Sunday 13 May 2007

a PR disaster

'Go back to 1997. Think back. No, really, think back.'

Typically tetchy it may have been, but this line was the highlight of Tony Blair's resignation speech for me.

I remember walking home in the early morning of 2 May 1997. It was a balmy night. I was a student in a seaside town. The Labour landslide was juddering into place, and I was on top of the world.

I still remember that election night as one of the most heady evenings of my life. I had abandoned my ecologically minded housemates, who must have been heartily sick of my exhortations to vote Labour, to spend the evening with my most political friends. Wine was drunk, cigarettes of various degrees of legality were smoked.

We were young, we were dumb, we were up for Portillo.

Cynicism went out the window as seat after seat fell. In retrospect, the only note of sanity was provided by a friend of a friend, recently released from prison, who grumpily told us nothing would change.

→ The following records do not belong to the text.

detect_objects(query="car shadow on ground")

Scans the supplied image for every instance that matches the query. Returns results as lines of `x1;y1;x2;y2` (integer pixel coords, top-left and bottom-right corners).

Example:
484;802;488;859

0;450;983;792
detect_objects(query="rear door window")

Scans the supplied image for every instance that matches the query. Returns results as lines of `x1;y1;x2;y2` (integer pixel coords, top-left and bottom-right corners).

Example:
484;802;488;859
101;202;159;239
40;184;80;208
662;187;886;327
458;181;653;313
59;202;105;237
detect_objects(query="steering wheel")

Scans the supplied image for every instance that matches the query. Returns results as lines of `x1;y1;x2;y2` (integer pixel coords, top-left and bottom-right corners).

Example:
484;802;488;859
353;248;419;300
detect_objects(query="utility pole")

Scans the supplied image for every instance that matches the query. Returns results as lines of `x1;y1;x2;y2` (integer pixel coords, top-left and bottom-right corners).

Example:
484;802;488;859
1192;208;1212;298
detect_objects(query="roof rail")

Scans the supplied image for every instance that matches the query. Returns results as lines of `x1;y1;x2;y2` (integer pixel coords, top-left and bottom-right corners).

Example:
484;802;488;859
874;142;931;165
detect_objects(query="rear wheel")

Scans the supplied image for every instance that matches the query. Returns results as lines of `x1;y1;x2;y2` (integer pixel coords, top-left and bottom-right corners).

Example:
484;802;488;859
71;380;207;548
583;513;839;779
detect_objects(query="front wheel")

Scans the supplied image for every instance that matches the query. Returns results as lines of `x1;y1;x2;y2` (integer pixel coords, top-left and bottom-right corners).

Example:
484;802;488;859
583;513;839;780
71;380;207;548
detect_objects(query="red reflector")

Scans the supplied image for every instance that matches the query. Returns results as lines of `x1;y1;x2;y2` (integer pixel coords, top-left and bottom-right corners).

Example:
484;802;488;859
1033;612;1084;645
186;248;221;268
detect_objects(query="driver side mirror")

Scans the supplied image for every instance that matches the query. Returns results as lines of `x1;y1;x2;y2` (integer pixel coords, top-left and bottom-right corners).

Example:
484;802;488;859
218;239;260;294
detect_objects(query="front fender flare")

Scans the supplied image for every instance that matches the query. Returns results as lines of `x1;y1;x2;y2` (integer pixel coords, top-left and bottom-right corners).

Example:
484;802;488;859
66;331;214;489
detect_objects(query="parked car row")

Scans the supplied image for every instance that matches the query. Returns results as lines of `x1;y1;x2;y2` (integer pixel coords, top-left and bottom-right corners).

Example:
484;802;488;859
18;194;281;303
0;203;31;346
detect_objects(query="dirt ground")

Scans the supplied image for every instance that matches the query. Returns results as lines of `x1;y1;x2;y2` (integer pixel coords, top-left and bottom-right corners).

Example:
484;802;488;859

Ten years on, it certainly feels as if he was right. Where did it all go wrong? It's easy to blame 9/11 and the Iraq adventure for the nation's disenchantment with Tony, but for me at least political disillusionment set in a lot earlier.

I watched the 2001 election slumped in bed (perhaps an appropriate reaction to having voted Lib Dem for the first and last time). I was lucky to stay awake long enough to hear Mandelson's cringeworthy 'I'm a fighter, not a quitter' speech.

By 2005 I was at my first general election count, tentatively tipping my toe into Green Party activism.

Everybody has their own personal 'I've had it with Blair' moment. For me, it was the decision to renege on electoral reform. The manifesto promise of a referendum on electoral reform was a key ingredient of my post-election euphoria. Even as an avid Labour cheerleader, I believed that proportional representation would transform British politics. Barring some freak of electoral maths, leaving Labour or the Tories dependent on Ming's increasingly unconvincing troops, we're unlikely to find out in a hurry. Labour got greedy, and we all lost out. Thanks, Tony. Now piss off.